Pour une représentation plus juste

En 2015, la mairie de Béziers, avec la direction de Robert Ménard, va publier une affiche qui fera controverse.
En effet, avec son slogan : « Ils arrivent…Les migrants dans notre centre-ville ! »
et la photo qui l’accompagne (sachant qu’elle représente un regroupement de migrants composé d’hommes racisés, barbus ou la tête couverte d’une capuche, massés devant
la cathédrale de Béziers1) la mairie de Béziers va déclencher des réactions fortes.
Des recours judiciaires auront même lieu, ce qui conforte l’idée que la communication graphique des mairies, et plus largement celle de l’État, peut participer au renforcement
des stéréotypes racistes ou au contraire les déconstruire si elles le souhaitent.
Le graphisme, en tant que langage visuel, joue un rôle important dans la manière
de représenter l’autre.

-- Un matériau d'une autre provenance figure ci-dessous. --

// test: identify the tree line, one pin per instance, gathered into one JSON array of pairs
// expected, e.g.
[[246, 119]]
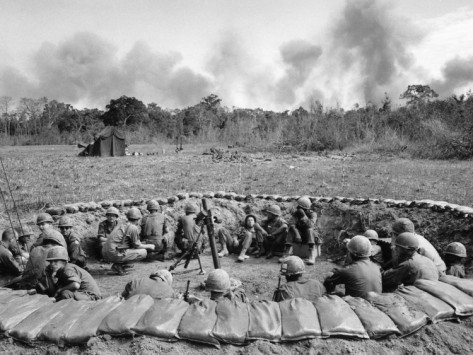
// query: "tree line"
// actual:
[[424, 126]]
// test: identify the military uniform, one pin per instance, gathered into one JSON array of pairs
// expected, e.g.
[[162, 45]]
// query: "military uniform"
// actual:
[[457, 270], [76, 253], [105, 229], [122, 245], [88, 289], [415, 268], [151, 286], [309, 289], [8, 264], [187, 232], [154, 230], [277, 234], [360, 277]]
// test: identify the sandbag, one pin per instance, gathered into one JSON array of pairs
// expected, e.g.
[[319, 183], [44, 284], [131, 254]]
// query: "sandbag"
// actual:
[[434, 307], [162, 319], [232, 321], [459, 300], [121, 319], [28, 329], [198, 322], [338, 319], [407, 319], [376, 323], [20, 308], [56, 329], [86, 326], [265, 321], [299, 320], [465, 285]]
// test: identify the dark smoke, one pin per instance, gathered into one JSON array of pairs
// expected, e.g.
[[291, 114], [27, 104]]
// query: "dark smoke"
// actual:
[[87, 69], [456, 73], [300, 58], [370, 39]]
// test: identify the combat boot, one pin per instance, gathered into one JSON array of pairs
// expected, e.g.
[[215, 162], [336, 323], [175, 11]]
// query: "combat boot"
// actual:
[[287, 252], [311, 259]]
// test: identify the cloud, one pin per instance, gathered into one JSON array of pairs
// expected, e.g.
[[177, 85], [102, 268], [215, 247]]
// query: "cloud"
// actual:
[[456, 73]]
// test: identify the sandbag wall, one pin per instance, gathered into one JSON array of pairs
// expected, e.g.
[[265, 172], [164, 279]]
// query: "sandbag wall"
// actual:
[[32, 318]]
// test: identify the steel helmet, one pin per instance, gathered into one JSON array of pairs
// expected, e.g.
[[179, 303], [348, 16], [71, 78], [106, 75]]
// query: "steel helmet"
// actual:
[[44, 218], [114, 211], [292, 265], [457, 249], [191, 207], [402, 225], [133, 214], [407, 241], [274, 209], [164, 275], [65, 222], [57, 253], [359, 246], [218, 281], [371, 234], [153, 205], [304, 202]]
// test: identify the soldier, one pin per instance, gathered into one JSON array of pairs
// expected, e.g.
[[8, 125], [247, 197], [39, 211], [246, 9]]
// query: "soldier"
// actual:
[[362, 275], [45, 223], [76, 253], [376, 251], [455, 255], [187, 229], [154, 228], [293, 268], [123, 244], [21, 250], [302, 231], [426, 249], [275, 232], [158, 285], [411, 266], [106, 227], [8, 265], [72, 281], [241, 242]]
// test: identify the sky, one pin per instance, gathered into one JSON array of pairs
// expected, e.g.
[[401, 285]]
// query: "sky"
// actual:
[[272, 54]]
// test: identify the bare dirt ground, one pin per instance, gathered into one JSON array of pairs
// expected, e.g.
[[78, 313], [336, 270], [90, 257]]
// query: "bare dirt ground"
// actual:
[[57, 177]]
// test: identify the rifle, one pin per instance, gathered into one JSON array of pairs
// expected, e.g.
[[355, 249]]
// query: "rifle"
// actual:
[[186, 294], [277, 293]]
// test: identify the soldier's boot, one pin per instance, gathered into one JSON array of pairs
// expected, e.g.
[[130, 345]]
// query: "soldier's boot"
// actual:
[[311, 259], [286, 253], [242, 256]]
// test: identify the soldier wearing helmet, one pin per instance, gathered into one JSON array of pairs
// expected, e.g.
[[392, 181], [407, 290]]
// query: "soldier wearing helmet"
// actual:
[[187, 230], [454, 255], [106, 227], [123, 244], [274, 232], [76, 253], [8, 265], [293, 269], [362, 275], [302, 232], [426, 249], [158, 285], [411, 265], [376, 251], [242, 240], [73, 282], [154, 229]]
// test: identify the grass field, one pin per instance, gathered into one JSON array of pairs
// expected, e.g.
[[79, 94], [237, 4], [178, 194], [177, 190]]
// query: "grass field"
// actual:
[[56, 175]]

Lorsqu’une mairie communique, elle ne diffuse pas seulement
une information pratique : elle construit une image collective, une identité visuelle
qui influence la perception que les habitants ont d’eux-mêmes et des autres.
Chaque affiche, que ce soit au niveau de l’image, du slogan ou même du choix typographique participe à une culture visuelle, souvent inconsciente mais parfois volontaire.
La représentation ou l’inclusivité, ce n’est pas seulement montrer une diversité de visages.
C’est surtout un questionnement : qui est montré ? comment ? dans quel contexte ? et surtout, qui est absent ? La problématique étant : dans quelle mesure la communication graphique de l’État participe-t-elle à la déconstruction ou au renforcement des stéréotypes racistes ? Le tout dans un contexte s’inscrivant des années 2000 à nos jours.
De ce fait, le graphisme devient alors un outil politique et engagé car il peut figer une vision uniformisée de la citoyenneté, ou au contraire refléter les nuances sociales, culturelles, générationnelles d’un territoire.
Cette responsabilité appelle à une vigilance éthique car un visuel n’est jamais neutre.
Derrière les images choisies se jouent des rapports de pouvoir, des récits dominants ou invisibilisés.
Cependant, déconstruire ces clichés visuels requiert une attention particulière, car le but estétant de ne pas tomber dans le « » piège de l’inclusivité » ».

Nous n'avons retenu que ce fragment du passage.